In defense of my childhood self, I point out that I was a young first grader, while it's likely most Gen Xers would have been six months or more older than I was while in the same grade. So I'd maybe be better off comparing what I remember from second grade. 

Here are some of the most prominent news stories of that year, 1965-66:

  • Summer between first and second grade: the Watts riots. I remember these from Life magazine, possibly from seeing the images multiple times over the years later, though.
  • Lyndon Johnson signed the 1965 immigration law that ended racist quotas that had been in effect since the 1920s. Nope, that made no impression on me.
  • Vatican II announcements continued from work the earlier year, especially the one finding that the Jews are not collectively responsible for the death of Jesus. I think I knew about this, being raised Catholic, though maybe not right when it happened.
  • The great Northeast blackout. Oh, I remember that! Thirteen hours in the dark, who wouldn't. But you can see why: it happened to me personally. And I also remember the Life magazine photos about it. (Are you sensing a pattern about Life magazine?)
  • A Charlie Brown Christmas debuted. Oh yeah.
  • The Supreme Court ruled that Miranda warnings must be given. Nope, no memory of that important ruling.
  • I generally remember anti-Vietnam War protests (people were setting themselves on fire, which kind of gets your attention), but it's very nonspecific.

Also in defense of my young self, I note that 3-year-old me was aware of (and I do remember) John Kennedy's assassination. It's one of my earliest memories.

It's a frightening thought, but what will the young children of today remember from the past four years? I hope they were shielded from it as much as possible and instead they remember a movie or TV show.


4 comments:

Jean said...

I hope the little kids of today will remember playing at home a lot. I'm sure a lot of them will remember some very scary times. My own teenager has a very different outlook on the world than I did at that age; between all the natural disasters we've had here (wildfires, a dam problem) and the last few years of politics, I think she sees the world as a much more dangerous place than I did.

I remember Jimmy Carter being president when I was in 1st grade, but the 1980 election is also one of my first political memories. Also Lebanon and Reagan getting shot.

Michael Leddy said...

JFK. I started in 1962 and remember no particular events from that year. Just “space” and Communism. But I vividly remember seeing Oswald shot on live TV, the weekend after the Kennedy assassination.

Daughter Number Three said...

I know teenagers and preteens will take on a lot of stress from *all this*, but I'm hoping younger kids can escape it for a few years, at least.

Jean, it's interesting that you remember Lebanon. What aspects? The overall devastation, the Marine barracks bombing, or what?

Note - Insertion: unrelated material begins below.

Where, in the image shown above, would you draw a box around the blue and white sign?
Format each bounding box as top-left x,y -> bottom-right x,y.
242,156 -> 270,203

I have the usual 1960s stress damage of nuclear annihilation (though I suppose I probably didn't really start fearing that until the 1970s when I was a preteen), and general recollections of Vietnam. I'm not sure I got the Communism aspect clearly until much later, probably high school really. I remember not understanding the term "Cold War" for a really long time and no one ever explained it.

Jean said...

I heard about Lebanon from my parents, who discussed it. I got a sense of general devastation and disaster.

I grew up hearing about Vietnam and reading about it in old Doonesbury books (we had a lot of them), but it was years before I really knew anything properly that wasn't from Doonesbury. I finally learned something in my senior year of high school.